“I wanted to taste your home, to get into your atmosphere, if I could, before seeing you. Rose, love can make a man almost afraid at times.”

It seemed to her that his dark eyes burned with fires they had captured in South Africa. Sitting in the old room with its homely and ecclesiastical look, he had an oddly remote appearance, she thought, as if he belonged to a very different milieu. Always dark, he now looked almost gipsy-like; yet he had the unmistakable air of a soldier. But if there had ever been anything there was now nothing left of the business man in Dion.

“Won’t you find it very difficult to settle down again to the life in Austin Friars, Dion?” she said.

“Perhaps I should, but for one thing.”

“What’s that?”

“You and Robin at home when the drudgery is done.”

Rosamund saw Welsley receding from her into darkness, with its familiar faces and voices, its gray towers, its cloisters, its bells, the Dresden Amen, the secret garden, the dreams she had had in the garden.

“Number 5 is all ready to go into. It was lucky we only let it for six months,” she said quietly.

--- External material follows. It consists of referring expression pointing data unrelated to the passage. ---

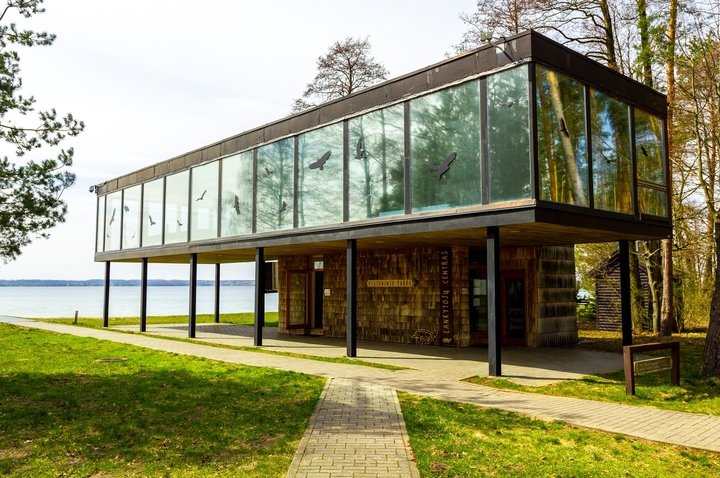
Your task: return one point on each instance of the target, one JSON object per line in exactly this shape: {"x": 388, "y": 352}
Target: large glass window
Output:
{"x": 375, "y": 166}
{"x": 509, "y": 135}
{"x": 562, "y": 143}
{"x": 612, "y": 166}
{"x": 152, "y": 213}
{"x": 649, "y": 151}
{"x": 113, "y": 220}
{"x": 275, "y": 166}
{"x": 100, "y": 240}
{"x": 131, "y": 217}
{"x": 204, "y": 199}
{"x": 445, "y": 148}
{"x": 176, "y": 207}
{"x": 320, "y": 176}
{"x": 237, "y": 184}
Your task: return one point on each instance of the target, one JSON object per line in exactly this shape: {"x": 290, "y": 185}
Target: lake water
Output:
{"x": 124, "y": 301}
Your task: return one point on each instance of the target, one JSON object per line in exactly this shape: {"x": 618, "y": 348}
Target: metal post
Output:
{"x": 106, "y": 296}
{"x": 143, "y": 296}
{"x": 494, "y": 302}
{"x": 192, "y": 314}
{"x": 625, "y": 293}
{"x": 259, "y": 294}
{"x": 351, "y": 299}
{"x": 217, "y": 293}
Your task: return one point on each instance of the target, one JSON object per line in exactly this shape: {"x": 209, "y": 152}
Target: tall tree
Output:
{"x": 346, "y": 67}
{"x": 31, "y": 185}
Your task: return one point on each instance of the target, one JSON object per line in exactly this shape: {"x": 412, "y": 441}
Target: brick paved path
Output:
{"x": 357, "y": 431}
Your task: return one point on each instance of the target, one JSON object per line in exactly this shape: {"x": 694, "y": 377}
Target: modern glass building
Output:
{"x": 441, "y": 206}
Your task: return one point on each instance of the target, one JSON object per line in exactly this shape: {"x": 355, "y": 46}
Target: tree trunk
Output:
{"x": 667, "y": 322}
{"x": 711, "y": 355}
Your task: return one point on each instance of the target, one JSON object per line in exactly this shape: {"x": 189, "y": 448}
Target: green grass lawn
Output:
{"x": 695, "y": 394}
{"x": 458, "y": 440}
{"x": 72, "y": 406}
{"x": 242, "y": 318}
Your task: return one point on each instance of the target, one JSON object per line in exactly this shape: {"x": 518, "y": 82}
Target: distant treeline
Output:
{"x": 116, "y": 283}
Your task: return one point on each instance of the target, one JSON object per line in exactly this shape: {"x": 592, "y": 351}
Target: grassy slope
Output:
{"x": 458, "y": 440}
{"x": 63, "y": 412}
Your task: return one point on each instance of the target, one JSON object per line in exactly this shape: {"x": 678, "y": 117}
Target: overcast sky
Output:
{"x": 156, "y": 78}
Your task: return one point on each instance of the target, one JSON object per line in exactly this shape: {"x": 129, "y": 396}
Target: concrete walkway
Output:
{"x": 693, "y": 430}
{"x": 357, "y": 430}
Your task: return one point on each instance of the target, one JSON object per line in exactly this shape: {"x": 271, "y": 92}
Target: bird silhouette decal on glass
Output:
{"x": 360, "y": 152}
{"x": 320, "y": 163}
{"x": 563, "y": 128}
{"x": 444, "y": 167}
{"x": 236, "y": 205}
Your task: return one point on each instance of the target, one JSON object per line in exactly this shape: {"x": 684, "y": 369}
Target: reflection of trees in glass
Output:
{"x": 508, "y": 135}
{"x": 176, "y": 207}
{"x": 320, "y": 176}
{"x": 236, "y": 202}
{"x": 113, "y": 205}
{"x": 562, "y": 145}
{"x": 612, "y": 185}
{"x": 445, "y": 148}
{"x": 649, "y": 147}
{"x": 376, "y": 163}
{"x": 203, "y": 201}
{"x": 131, "y": 217}
{"x": 275, "y": 185}
{"x": 152, "y": 213}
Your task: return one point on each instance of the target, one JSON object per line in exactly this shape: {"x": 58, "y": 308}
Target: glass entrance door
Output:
{"x": 513, "y": 312}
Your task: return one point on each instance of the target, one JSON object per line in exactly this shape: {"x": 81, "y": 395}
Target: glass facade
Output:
{"x": 204, "y": 200}
{"x": 611, "y": 155}
{"x": 445, "y": 148}
{"x": 376, "y": 164}
{"x": 131, "y": 217}
{"x": 275, "y": 185}
{"x": 427, "y": 153}
{"x": 113, "y": 219}
{"x": 320, "y": 176}
{"x": 562, "y": 138}
{"x": 650, "y": 154}
{"x": 509, "y": 135}
{"x": 176, "y": 207}
{"x": 236, "y": 195}
{"x": 152, "y": 215}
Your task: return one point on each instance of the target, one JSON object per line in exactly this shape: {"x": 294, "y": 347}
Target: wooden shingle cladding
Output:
{"x": 607, "y": 293}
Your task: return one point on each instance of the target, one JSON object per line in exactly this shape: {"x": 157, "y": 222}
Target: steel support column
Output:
{"x": 494, "y": 302}
{"x": 351, "y": 299}
{"x": 192, "y": 314}
{"x": 217, "y": 293}
{"x": 259, "y": 294}
{"x": 106, "y": 296}
{"x": 625, "y": 293}
{"x": 143, "y": 295}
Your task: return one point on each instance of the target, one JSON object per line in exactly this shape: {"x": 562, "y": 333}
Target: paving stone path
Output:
{"x": 357, "y": 430}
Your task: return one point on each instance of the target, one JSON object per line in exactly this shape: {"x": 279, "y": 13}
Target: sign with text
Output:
{"x": 390, "y": 283}
{"x": 447, "y": 331}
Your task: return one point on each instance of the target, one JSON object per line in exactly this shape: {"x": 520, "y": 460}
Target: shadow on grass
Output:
{"x": 113, "y": 418}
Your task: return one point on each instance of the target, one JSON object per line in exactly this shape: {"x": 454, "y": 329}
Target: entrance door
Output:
{"x": 318, "y": 294}
{"x": 513, "y": 307}
{"x": 297, "y": 312}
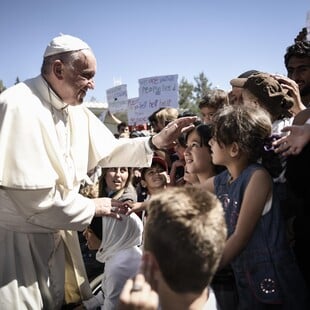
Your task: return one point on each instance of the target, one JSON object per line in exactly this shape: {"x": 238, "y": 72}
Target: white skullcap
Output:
{"x": 65, "y": 43}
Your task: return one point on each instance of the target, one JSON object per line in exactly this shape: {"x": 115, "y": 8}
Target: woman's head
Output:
{"x": 114, "y": 179}
{"x": 264, "y": 90}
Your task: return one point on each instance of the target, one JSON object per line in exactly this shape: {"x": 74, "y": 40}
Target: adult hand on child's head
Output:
{"x": 134, "y": 207}
{"x": 92, "y": 241}
{"x": 166, "y": 138}
{"x": 294, "y": 142}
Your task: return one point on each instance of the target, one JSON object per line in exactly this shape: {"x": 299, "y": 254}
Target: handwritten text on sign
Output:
{"x": 117, "y": 98}
{"x": 154, "y": 93}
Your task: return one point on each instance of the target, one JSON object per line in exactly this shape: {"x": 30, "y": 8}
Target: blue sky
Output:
{"x": 133, "y": 39}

“Uncle Biron has given me a fortnight’s holiday, or rather gladly agreed to my taking it. Of course I’m my own master in a way, being a partner, but I want to consider him. He was awfully good about my going away. Mother’s looking well. She was at our Thanksgiving Service; Beattie and Guy too. I’ve had just a glimpse of godfather.”

They talked about family things till Robin came in from his festivity with Mr. Thrush, who was staying at Little Cloisters, but only till the following day.